E) Conspiracy theory.  If you have a bad hand and someone raises you and someone then raises him, you’re going to most likely need luck to win. Back out and try again later.

There’s a theory in programming chess computers that applies to other areas of life, including this one. It’s called “conspiracy theory”. If too many things have to happen in order to bring about the situation you want, then back out of it and try again later.

For instance, if you are in love with a girl but she has three kids, is unhappily married, and lives 5000 miles away, then at least three things have to conspire simultaneously for you to ever end up with that girl. In poker, if you are facing two potential hands that are better than yours, plus you have to wait for two more rounds of betting to occur (where you can lose more money), and you are waiting for very specific cards that are unlikely to arrive, then too many things have to conspire to make the hand work. For every situation you want, determine your “conspiracy number” where you back down if that number of items has to conspire together. A conspiracy number of “three” in most things is enough for me to back down.

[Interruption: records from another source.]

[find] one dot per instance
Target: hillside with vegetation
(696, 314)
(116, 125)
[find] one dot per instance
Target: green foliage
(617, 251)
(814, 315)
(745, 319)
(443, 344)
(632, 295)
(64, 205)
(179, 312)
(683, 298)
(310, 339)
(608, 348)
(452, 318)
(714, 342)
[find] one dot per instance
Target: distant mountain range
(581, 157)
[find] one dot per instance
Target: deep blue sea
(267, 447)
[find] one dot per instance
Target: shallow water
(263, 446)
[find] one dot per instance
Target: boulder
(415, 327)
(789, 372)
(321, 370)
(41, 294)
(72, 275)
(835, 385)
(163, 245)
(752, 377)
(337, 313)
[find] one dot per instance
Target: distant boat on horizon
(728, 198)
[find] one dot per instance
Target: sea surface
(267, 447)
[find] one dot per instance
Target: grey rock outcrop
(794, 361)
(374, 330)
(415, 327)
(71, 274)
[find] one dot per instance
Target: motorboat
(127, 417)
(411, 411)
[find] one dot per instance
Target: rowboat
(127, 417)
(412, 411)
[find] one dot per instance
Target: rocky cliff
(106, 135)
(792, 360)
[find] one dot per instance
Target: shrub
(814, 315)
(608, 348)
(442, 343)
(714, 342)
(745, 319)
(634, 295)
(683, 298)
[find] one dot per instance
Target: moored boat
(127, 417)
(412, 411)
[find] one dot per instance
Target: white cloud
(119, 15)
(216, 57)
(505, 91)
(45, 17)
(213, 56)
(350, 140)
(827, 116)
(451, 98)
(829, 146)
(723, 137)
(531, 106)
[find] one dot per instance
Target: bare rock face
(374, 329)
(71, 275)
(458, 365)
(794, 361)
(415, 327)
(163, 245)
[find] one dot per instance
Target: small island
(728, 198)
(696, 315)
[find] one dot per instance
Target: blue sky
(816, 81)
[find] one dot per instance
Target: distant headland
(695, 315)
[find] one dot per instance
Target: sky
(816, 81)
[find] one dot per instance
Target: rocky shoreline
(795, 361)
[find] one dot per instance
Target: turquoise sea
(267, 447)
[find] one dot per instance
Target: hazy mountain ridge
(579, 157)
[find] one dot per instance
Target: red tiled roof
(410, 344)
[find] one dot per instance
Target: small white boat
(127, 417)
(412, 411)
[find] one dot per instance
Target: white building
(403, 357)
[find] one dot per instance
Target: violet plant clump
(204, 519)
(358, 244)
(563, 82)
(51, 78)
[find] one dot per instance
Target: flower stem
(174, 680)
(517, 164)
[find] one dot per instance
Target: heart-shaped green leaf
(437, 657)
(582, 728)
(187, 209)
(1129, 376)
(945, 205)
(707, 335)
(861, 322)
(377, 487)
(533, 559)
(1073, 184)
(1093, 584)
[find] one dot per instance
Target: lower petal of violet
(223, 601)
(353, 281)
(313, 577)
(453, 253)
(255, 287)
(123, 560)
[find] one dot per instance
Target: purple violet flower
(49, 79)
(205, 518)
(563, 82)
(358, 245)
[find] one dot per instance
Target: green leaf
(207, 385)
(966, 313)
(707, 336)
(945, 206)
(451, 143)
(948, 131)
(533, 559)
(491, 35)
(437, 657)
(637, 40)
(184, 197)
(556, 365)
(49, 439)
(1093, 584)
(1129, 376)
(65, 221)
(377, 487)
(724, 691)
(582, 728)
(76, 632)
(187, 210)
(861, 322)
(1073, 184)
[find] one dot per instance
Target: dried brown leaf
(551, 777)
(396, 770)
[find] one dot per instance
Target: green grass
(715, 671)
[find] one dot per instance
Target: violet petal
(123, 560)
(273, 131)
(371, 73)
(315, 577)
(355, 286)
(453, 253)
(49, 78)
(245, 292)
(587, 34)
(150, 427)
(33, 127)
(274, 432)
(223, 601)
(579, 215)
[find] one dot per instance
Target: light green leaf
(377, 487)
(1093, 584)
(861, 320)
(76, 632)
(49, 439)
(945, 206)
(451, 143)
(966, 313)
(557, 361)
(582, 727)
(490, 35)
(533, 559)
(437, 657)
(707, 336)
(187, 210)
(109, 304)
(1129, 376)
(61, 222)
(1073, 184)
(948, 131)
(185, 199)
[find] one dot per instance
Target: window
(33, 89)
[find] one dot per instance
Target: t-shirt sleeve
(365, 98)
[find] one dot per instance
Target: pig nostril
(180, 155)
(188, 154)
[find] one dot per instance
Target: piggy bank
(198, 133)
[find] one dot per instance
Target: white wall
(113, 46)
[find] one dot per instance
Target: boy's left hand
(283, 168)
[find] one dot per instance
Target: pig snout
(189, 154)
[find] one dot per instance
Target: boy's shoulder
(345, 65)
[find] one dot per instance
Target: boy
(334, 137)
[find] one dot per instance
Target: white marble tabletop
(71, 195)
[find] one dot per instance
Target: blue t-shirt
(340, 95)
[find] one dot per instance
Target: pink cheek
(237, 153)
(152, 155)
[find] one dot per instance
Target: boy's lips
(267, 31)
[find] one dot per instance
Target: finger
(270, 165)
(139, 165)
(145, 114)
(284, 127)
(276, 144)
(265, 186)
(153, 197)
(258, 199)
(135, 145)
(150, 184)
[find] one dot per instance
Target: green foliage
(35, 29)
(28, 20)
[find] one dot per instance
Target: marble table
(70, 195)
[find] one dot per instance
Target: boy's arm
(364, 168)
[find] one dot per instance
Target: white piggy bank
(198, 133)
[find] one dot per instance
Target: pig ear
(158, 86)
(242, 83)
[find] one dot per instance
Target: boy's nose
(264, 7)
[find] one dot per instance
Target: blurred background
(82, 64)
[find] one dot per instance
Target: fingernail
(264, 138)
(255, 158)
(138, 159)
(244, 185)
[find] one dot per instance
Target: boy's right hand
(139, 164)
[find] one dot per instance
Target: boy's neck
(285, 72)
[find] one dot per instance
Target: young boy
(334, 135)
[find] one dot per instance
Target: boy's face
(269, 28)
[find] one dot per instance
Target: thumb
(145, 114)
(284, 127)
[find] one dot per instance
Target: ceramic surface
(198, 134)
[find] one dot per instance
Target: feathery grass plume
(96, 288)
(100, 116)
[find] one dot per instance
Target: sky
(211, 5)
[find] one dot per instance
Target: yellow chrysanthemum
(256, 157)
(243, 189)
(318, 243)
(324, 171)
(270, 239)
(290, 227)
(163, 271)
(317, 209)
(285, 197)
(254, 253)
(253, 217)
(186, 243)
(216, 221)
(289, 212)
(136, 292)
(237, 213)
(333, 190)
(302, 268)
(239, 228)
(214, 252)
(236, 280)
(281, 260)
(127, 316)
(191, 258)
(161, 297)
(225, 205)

F) Be the Bank. I was once in Atlantic City and I was playing at a table with one of the best players I knew, Joe. Another guy at the table needed chips and Joe said, “I’ll sell you some of my chips.” So the guy handed over money and Joe sold him some of his chips (an activity that is illegal in Atlantic  City but it was 4 in the morning and nobody cared.) I asked Joe later why he did that. Joe said, “Always be the bank. If you’re the source of everything at the table then it makes it harder for them to bet against you.” This is a weird version of “Give and You Shall Receive” but it works.

In September, 1999, one year to the day after I started playing every day, I stopped. I started another company instead and lost millions at it. Perhaps then I realized that all of life is a game of high stakes poker. And on every hand you risk losing everything you’ve ever worked hard for. Or maybe the final thing I learned is that it’s all just a game. And eventually you can just stop playing. A first kiss is better than winning any hand.